The LGBT organizations named in the petition issued statements denouncing it and rejecting the assertions made by Clayton. Chad Griffin, the president of the Human Rights Campaign, called the petition “unequivocally wrong,” noting that “The hate that killed Matthew Shepard killed Zella Ziona,” referring to the most recent murder of a transgender woman of color, in Gaithersburg, in October.
“The idea that we are somehow separate and apart is patently untrue,” said Griffin. “We are one movement, stronger in our unity. We are one community, period. And the Human Rights Campaign will not be done working until equality reaches every single one of us.”
“GLAAD stands firmly with the transgender community and unequivocally rejects the outrageous and destructive idea that the ‘T’ be removed from LGBT,” GLAAD CEO and President Sarah Kate Ellis said in a statement. “For decades, transgender people have worked alongside lesbian, gay, and bisexual people to advance equality for everyone, often leading the way in the movement for full equality and acceptance. Many trans people are also lesbian, gay, and bisexual — they are an inextricable and invaluable part of the LGB community.
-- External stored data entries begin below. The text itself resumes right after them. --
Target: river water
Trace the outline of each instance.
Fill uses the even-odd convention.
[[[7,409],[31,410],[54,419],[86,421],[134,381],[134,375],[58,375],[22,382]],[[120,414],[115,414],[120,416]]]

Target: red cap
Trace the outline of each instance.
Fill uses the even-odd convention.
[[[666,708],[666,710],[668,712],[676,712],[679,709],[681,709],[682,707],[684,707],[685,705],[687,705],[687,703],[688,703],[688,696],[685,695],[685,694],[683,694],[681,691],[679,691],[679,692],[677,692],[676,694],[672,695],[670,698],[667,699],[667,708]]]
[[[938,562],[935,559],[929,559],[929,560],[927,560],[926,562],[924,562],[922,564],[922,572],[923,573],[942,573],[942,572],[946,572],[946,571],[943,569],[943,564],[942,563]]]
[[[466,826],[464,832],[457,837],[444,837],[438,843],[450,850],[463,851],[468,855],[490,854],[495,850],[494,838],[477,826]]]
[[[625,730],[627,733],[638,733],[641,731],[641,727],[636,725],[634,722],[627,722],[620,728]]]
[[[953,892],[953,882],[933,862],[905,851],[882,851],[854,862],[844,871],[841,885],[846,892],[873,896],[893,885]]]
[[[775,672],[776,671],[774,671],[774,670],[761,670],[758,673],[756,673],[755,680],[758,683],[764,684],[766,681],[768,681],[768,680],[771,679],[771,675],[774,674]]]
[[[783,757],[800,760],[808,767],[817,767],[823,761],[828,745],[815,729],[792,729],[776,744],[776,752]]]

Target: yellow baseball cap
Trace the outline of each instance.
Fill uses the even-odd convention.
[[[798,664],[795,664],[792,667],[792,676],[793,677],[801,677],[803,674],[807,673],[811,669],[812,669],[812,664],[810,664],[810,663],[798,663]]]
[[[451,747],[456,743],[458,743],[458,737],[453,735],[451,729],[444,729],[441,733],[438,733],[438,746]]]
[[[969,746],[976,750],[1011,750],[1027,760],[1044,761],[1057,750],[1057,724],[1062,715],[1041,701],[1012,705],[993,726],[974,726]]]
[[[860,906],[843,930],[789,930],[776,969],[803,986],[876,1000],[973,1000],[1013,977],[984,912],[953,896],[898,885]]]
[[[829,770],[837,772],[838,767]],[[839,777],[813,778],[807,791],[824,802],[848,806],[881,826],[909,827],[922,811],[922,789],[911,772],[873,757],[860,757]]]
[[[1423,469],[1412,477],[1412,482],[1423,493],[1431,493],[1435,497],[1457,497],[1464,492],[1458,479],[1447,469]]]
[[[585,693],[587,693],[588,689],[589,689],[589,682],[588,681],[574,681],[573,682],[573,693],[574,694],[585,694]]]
At a time when anti-LGBT activists continue to attack the basic rights and protections essential to all of our lives, we must stand together, rather than succumb to the ruin of divisiveness.”
“It is unfortunate that we even need to respond to this divisive petition because we did not wish to draw more attention to it, but let us be clear: We reject the call to divide our movement and the wrong-headed reasons offered by those supporting this petition,” wrote Lambda Legal in response. “We are fighting together for an end to discrimination and violence based on sexual orientation as well as gender identity and expression because these are all forms of prejudice and abuses of power that are rooted in hatred, fear and a lack of understanding of those who are perceived as not conforming to gender stereotypes.
“Transgender people helped lead the way for our movement’s liberation at Stonewall and even before then,” Lambda Legal continued. “We are one movement commonly seeking the liberty to be our true and full selves, to be free from acts of bias and to live our lives with dignity. When times get tough — as they have in the recent political loss in Houston, and in the many tragic instances of murder and suicide across the country — we must strengthen our community and our movement for justice, not divide it. Lambda Legal will never stop fighting for all LGBT people and people living with HIV. We will win together.”
Other LGBT activists have since created their own petition on Change.org to counter the attempt to drive a wedge between members of the community. As of Monday evening, 2,946 people had signed onto the “We stand with trans people – Reject ‘Drop the T’” petition.
“We utterly reject the notion that the association of trans rights and issues under the LGBTQ+ umbrella is ‘regressive and actually hostile to the goals of women and gay men,’ writes the counter-petition’s author, Jonathan Boniface of Hexham, in the United Kingdom. “Further, we argue that the petition by ‘Drop the T’ is little more than thinly veiled transphobia which puts forward a whole range of misconceptions that will actively perpetuate discrimination against trans people. …We urge you reject their petition and continue to work the rest of the LGBT+ umbrella to promote the wellbeing of all those within our community.”